If the Compensation Committee determines that, as a result of a change in the business, operations, corporate structure or capital structure of the Company, or the manner in which the Company conducts its business, or any other events or circumstances, the performance factors are no longer suitable, the Compensation Committee may in its discretion and to the extent it deems appropriate modify, change or eliminate such performance factors or the related minimum acceptable level of achievement, in whole or in part, as the Compensation Committee deems appropriate and equitable. In addition, the Compensation Committee shall have the authority to make equitable adjustments to the performance factors, or the method of calculating attainment of the performance factors, in recognition of unusual or non-recurring events affecting the Company or any subsidiary or the financial statements of the Company or any subsidiary in response to or in recognition of changes in applicable laws or regulations, or to account for items of gain, loss, deduction or expense determined to be extraordinary, nonrecurring or unusual in nature or infrequent in occurrence, including, by way of example only, asset write-downs and litigation or claim judgments or settlements, or related to the disposal of a segment of a business or related to a change in accounting principles.


Summary of Calculation of Bonus

Each executive earns points for meeting or exceeding the goals as set forth in the table below. The points assigned reflect the seniority of the executive as well as the anticipated involvement of that executive in achieving the goal.

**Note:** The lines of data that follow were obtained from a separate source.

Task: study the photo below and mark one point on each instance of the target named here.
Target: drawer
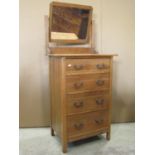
(87, 65)
(85, 123)
(87, 103)
(80, 83)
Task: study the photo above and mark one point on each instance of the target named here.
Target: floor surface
(38, 141)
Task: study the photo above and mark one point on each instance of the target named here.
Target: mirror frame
(69, 5)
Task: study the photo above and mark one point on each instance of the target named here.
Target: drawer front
(88, 103)
(94, 82)
(84, 65)
(81, 124)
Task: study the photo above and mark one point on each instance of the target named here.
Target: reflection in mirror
(69, 23)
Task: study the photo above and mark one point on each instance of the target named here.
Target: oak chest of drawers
(81, 96)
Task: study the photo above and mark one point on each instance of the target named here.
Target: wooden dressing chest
(80, 91)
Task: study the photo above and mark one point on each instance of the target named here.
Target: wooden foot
(108, 135)
(52, 132)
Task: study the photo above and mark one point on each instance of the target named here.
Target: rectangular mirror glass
(69, 23)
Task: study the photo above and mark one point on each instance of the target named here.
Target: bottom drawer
(85, 123)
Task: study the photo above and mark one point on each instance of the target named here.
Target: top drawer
(75, 66)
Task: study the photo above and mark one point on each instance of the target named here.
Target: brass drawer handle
(99, 121)
(78, 84)
(100, 66)
(99, 101)
(78, 104)
(78, 67)
(100, 82)
(79, 126)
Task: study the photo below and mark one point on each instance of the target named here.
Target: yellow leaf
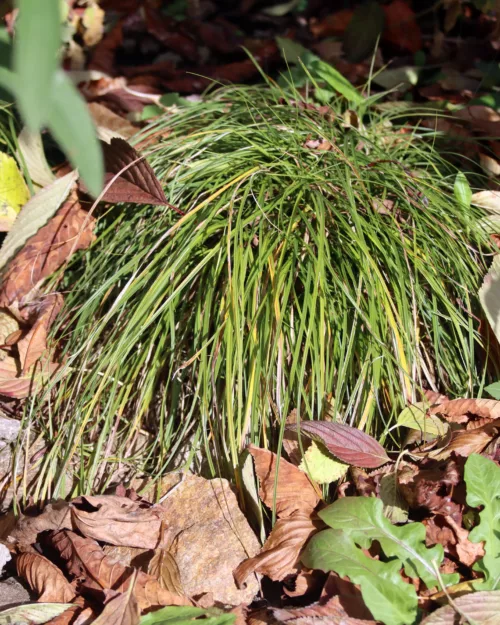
(13, 191)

Executive Management: Scott Silverman, William Caragol and Michael Feder

 

     Silverman    Caragol    Feder

Consolidated revenue of $32.0 million for 2007

   3    2    0.5

Consolidated revenue of $33.6 million for 2007

   1    1    1

Consolidated revenue of $35.2 million for 2007

   1    1    1

Implantable revenue of $250 thousand for 2007

   1    0.5    0.5

Implantable revenue of $500 thousand for 2007

   1    0.5    0.5

Implantable revenue of $750 thousand for 2007

   1    0.5    0.5

Implantable revenue of $1.0 million for 2007

   1    0.5    0.5

Implantable revenue of $2.5 million for 2007

         1

December 31, 2007 common stock price in excess of IPO price

   2    0.67   

December 31, 2007 common stock price 25% in excess of IPO price

   1    0.33   

Total cash at December 31, 2007 of $8.5 million

   1    1   

Strategic partnership and distribution agreements (other than Henry Schein)

   1    0.5    1

Strategic acquisition

   1    0.5   

EBITDA of Canadian operations of $4.8 million

   2    1   

SOX 404 and audit opinion without material deficiencies

   1    1   

VeriMed hospitals in network of 800 at December 31, 2007 and protocol adopted hospitals of 200 at December 31, 2007

   1    0.5    2

Analyst coverage by three equity research analysts

   2    1   

Discretionary by the Compensation Committee

   Up to 10 pts.    Up to 5 pts.    Up to 2 pts.

TOTAL POINT POTENTIAL

   31 pts.    17.5 pts.    10.5 pts.

All amounts above are in U.S. dollars.

Point Value -

U.S.$50,000 for each point

Notes:

 

  1. No executive can earn more than 100% of points listed for that item.

 

  2. Revenue based points are incremental at each new level. For example, for Mr. Silverman’s point accumulation – at $34 million of consolidated revenue 4 points are earned (3 points for $32 million, plus 1 point for reaching $33.6 million)

 

  3. EBITDA is determined after giving effect to Canadian management bonuses, but before the impact of any bonus to the CEO of VeriChip Corporation, a Canadian corporation.

 

  4. The year end stock price shall be calculated based on the average of the ending price on the last twenty trading days of the year.

Pursuant to this Plan, any bonus shall be deemed earned on December 31, 2007, and the Company shall makes its best effort to pay such bonus within sixty days of year end.